Изо всех многочисленных соблазнов, коими враг стремится нарушить покой слабых сынов земли, – не есть ли первый и самый сильный – любовь? Что может быть сильнее соблазна вновь и вновь переживать томление и бред первых влюбленностей и разлук? Со стороны Алафертова упоминание о первой любви было самым ловким и самым обдуманным шагом, на пути к овладению дружбой восходящей звезды городского горизонта, каким он, вполне справедливо, считал Боброва.

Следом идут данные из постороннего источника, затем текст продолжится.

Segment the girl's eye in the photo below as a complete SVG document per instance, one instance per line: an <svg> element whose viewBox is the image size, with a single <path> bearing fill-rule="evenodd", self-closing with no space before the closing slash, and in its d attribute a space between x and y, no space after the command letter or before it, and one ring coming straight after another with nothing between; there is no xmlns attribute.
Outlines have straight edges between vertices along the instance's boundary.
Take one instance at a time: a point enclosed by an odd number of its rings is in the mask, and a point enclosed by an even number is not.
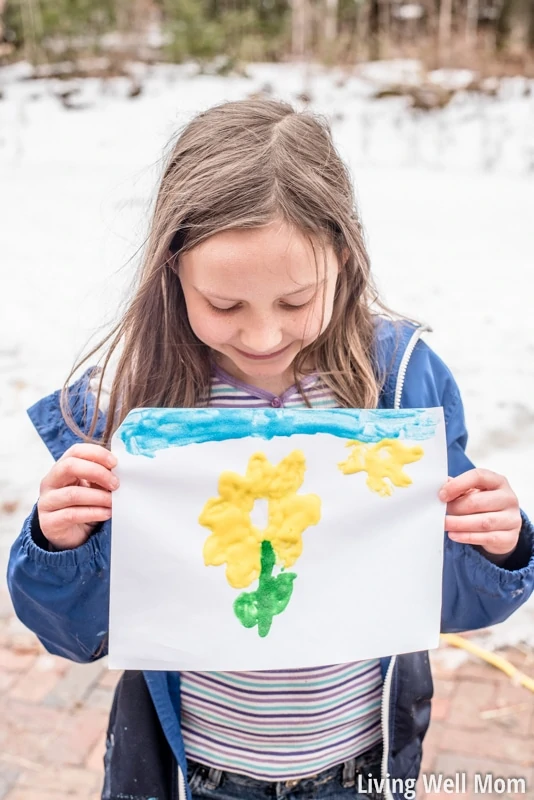
<svg viewBox="0 0 534 800"><path fill-rule="evenodd" d="M311 300L307 300L305 303L300 303L299 305L292 305L291 303L280 303L280 307L283 308L285 311L298 311L300 308L306 308L312 302ZM212 303L208 302L208 306L210 311L214 311L216 314L231 314L233 311L238 311L241 308L240 303L236 303L234 306L230 306L229 308L221 308L220 306L214 306Z"/></svg>
<svg viewBox="0 0 534 800"><path fill-rule="evenodd" d="M281 306L282 306L282 308L285 308L286 311L298 311L299 308L306 308L307 306L309 306L311 304L312 300L313 300L313 297L312 297L311 300L306 300L305 303L300 303L298 306L297 305L292 305L291 303L281 303Z"/></svg>
<svg viewBox="0 0 534 800"><path fill-rule="evenodd" d="M219 308L219 306L214 306L211 303L208 303L211 311L215 311L216 314L231 314L232 311L237 311L239 305L230 306L230 308Z"/></svg>

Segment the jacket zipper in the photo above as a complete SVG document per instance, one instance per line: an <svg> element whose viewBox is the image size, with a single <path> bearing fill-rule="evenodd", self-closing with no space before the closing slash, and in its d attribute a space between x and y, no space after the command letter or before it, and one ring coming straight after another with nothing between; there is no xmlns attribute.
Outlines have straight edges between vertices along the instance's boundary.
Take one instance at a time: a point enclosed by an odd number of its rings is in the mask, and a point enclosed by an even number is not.
<svg viewBox="0 0 534 800"><path fill-rule="evenodd" d="M408 344L406 345L406 349L402 355L402 359L399 365L399 371L397 373L397 382L395 384L395 400L393 408L398 409L401 407L402 390L404 389L406 372L408 370L408 364L410 363L410 358L415 349L415 345L421 338L421 334L424 333L425 331L430 331L430 330L432 329L426 325L421 325L420 327L416 328L413 334L411 335ZM386 677L384 678L384 687L382 689L381 721L382 721L383 749L382 749L381 778L382 778L382 786L384 787L384 800L395 800L389 788L388 761L389 761L389 708L390 708L389 701L391 697L391 684L393 682L393 670L395 669L396 663L397 663L397 656L392 656L386 672Z"/></svg>
<svg viewBox="0 0 534 800"><path fill-rule="evenodd" d="M389 758L389 698L391 696L391 683L393 681L393 670L397 656L391 656L386 677L384 679L384 688L382 689L382 766L381 778L382 786L384 787L384 800L394 800L393 795L389 789L388 780L388 758Z"/></svg>
<svg viewBox="0 0 534 800"><path fill-rule="evenodd" d="M419 328L416 328L412 333L408 344L406 345L406 350L403 353L399 371L397 373L397 383L395 385L395 401L393 404L393 408L400 408L401 407L401 400L402 400L402 390L404 389L404 379L406 378L406 371L408 369L408 364L410 362L410 358L412 357L412 353L415 349L415 345L421 338L421 334L425 333L425 331L431 331L432 328L429 328L427 325L421 325Z"/></svg>
<svg viewBox="0 0 534 800"><path fill-rule="evenodd" d="M187 800L185 778L181 766L178 764L178 800Z"/></svg>

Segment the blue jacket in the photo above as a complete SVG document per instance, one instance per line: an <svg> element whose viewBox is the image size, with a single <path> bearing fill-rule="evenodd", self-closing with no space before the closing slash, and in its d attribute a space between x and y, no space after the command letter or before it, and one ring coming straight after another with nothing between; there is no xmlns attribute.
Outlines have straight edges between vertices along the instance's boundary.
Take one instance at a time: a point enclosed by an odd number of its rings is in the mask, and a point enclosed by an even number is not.
<svg viewBox="0 0 534 800"><path fill-rule="evenodd" d="M449 369L420 339L420 333L420 328L406 323L381 322L377 326L376 361L387 375L379 407L443 406L449 475L456 476L473 467L465 453L467 431L462 401ZM94 400L87 393L88 381L89 373L86 373L70 390L73 415L81 426L92 416ZM29 415L54 458L59 458L78 441L61 415L59 392L38 402L29 410ZM100 419L99 430L102 423ZM106 654L110 537L111 523L106 522L81 547L50 552L39 529L35 509L25 521L11 551L8 583L19 618L37 634L49 652L80 662L90 662ZM452 542L445 536L442 631L483 628L502 622L519 608L534 588L533 548L534 530L526 517L523 517L518 547L501 567L485 559L475 548ZM403 779L415 777L419 772L421 742L430 719L432 679L428 654L385 657L382 669L383 774L389 772ZM187 771L180 731L179 674L145 672L143 688L137 690L138 695L146 692L146 688L151 708L155 708L157 714L150 725L154 723L163 731L162 741L169 749L171 766L168 769L174 769L176 776L184 776ZM128 718L129 709L141 707L141 700L136 706L138 701L132 699L131 694L122 706L120 697L116 702L119 707L112 715L116 718L115 724L119 718L122 721ZM143 718L150 713L145 709ZM113 724L112 720L111 728ZM153 728L147 722L143 738L139 733L143 724L139 719L135 721L140 737L137 743L122 741L122 766L117 766L117 758L113 760L113 743L117 742L119 732L109 737L103 797L106 800L126 795L132 800L146 796L162 800L190 798L183 778L169 779L164 789L159 784L156 789L153 786L140 789L142 779L139 776L123 774L117 778L114 774L114 770L124 773L126 762L130 764L130 773L135 770L131 765L136 763L136 747L146 755ZM165 769L168 772L167 767ZM150 770L145 765L145 773L147 771ZM398 792L385 794L386 798L395 800L401 796Z"/></svg>

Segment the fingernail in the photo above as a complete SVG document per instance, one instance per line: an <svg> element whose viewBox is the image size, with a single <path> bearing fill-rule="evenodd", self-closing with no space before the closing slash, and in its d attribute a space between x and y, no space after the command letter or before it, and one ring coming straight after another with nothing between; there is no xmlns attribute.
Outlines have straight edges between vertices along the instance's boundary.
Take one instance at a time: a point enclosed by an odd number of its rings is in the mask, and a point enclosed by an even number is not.
<svg viewBox="0 0 534 800"><path fill-rule="evenodd" d="M118 489L120 486L119 479L116 478L115 476L113 476L111 479L111 486L113 489Z"/></svg>
<svg viewBox="0 0 534 800"><path fill-rule="evenodd" d="M439 497L440 500L443 500L443 501L445 501L447 499L447 492L445 491L445 489L440 489L439 490L438 497Z"/></svg>

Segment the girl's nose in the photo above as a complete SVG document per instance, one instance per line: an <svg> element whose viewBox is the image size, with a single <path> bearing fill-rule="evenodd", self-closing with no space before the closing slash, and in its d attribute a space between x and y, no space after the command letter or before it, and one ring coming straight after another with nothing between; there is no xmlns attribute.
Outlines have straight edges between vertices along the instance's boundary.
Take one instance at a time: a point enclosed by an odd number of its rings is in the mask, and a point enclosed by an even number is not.
<svg viewBox="0 0 534 800"><path fill-rule="evenodd" d="M244 350L256 355L271 353L282 342L283 333L275 321L255 324L241 331L241 344Z"/></svg>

Только полчаса тому думал Бобров о новом, задуманном им городе, только – что не терпелось ему как можно скорее видеть готовый, задерживаемый по неторопливости архитектора план, только-что торопил он и архитектора и медлительное время, мешавшее видеть мечту воплощенной, – и вот уже другие мысли, вот уже другие мечты заполнили нашего героя.

О чем же, спросите вы, он мечтал? Кого видел он в этих мечтах? Незнакомку, Прекрасную Даму?

– Романтика, мещанство, предрассудок.

Времена Незнакомок и Прекрасных Дам безвозвратно прошли. Бесплотная незнакомка служит кассиршей в нарпите, Прекрасная Дама продает на углу шоколад, первое свидание – цена билета в кино, за первым поцелуем – не райское блаженство, а гинекологическая лечебница или родильный приют. Цветок любви, выражаясь словами старинных поэтов, не амврозией и нектаром благоухает, – он пахнет пеленками, чадом подгорелых котлет, хлороформом, протухшей, испорченной кровью.